Will range based for loop in c++ preserve the index order

Question

In c++11, if I use a range based for loop on vector, will it guarantee the iteration order?

i.e. are the following code blocks guaranteed to produce the same output?

vector<T> output;
vector<U> V;
for( auto v: V) output.push_back(f(v));

vs

for(int i =0; i < V.size(); ++i) output.push_back(f(V[i])); 

what if it is not vector but map, etc?

Answer 1

Yes the two codes are guaranteed to do the same. Though I don't have a link to the standard you can have a look here. I quote: You can read that as "for all x in v" going through starting with v.begin() and iterating to v.end().

Answer 2

Yes, they are equivalent. The standard guarantees in 6.5.4:

For a range-based for statement of the form

for ( for-range-declaration : expression ) statement

let range-init be equivalent to the expression surrounded by parentheses ( expression )

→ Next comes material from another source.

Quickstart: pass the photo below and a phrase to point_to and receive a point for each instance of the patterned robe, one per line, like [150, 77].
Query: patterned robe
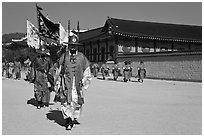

and for a range-based for statement of the form

for ( for-range-declaration : braced-init-list ) statement

let range-init be equivalent to the braced-init-list. In each case, a range-based for statement is equivalent to

{
  auto && __range = range-init;
  for ( auto __begin = begin-expr,
      __end = end-expr;
      __begin != __end;
      ++__begin ) {
    for-range-declaration = *__begin;
    statement
  }
}

where __range, __begin, and __end are variables defined for exposition only, and _RangeT is the type of the expression, and begin-expr and end-expr are determined as follows:

— if _RangeT is an array type, begin-expr and end-expr are __range and __range + __bound, respectively, where __bound is the array bound. If _RangeT is an array of unknown size or an array of incomplete type, the program is ill-formed;

— if _RangeT is a class type, the unqualified-ids begin and end are looked up in the scope of class _RangeT as if by class member access lookup (3.4.5), and if either (or both) finds at least one declaration, begin-expr and end-expr are __range.begin() and __range.end(), respectively;

— otherwise, begin-expr and end-expr are begin(__range) and end(__range), respectively, where begin and end are looked up with argument-dependent lookup (3.4.2). For the purposes of this name lookup, namespace std is an associated namespace.

Though your question about map is a bit nonsensical. If it's an ordered map and you iterate through the map properly, then they're equivalent. If it's an unordered map then your question doesn't really make much sense.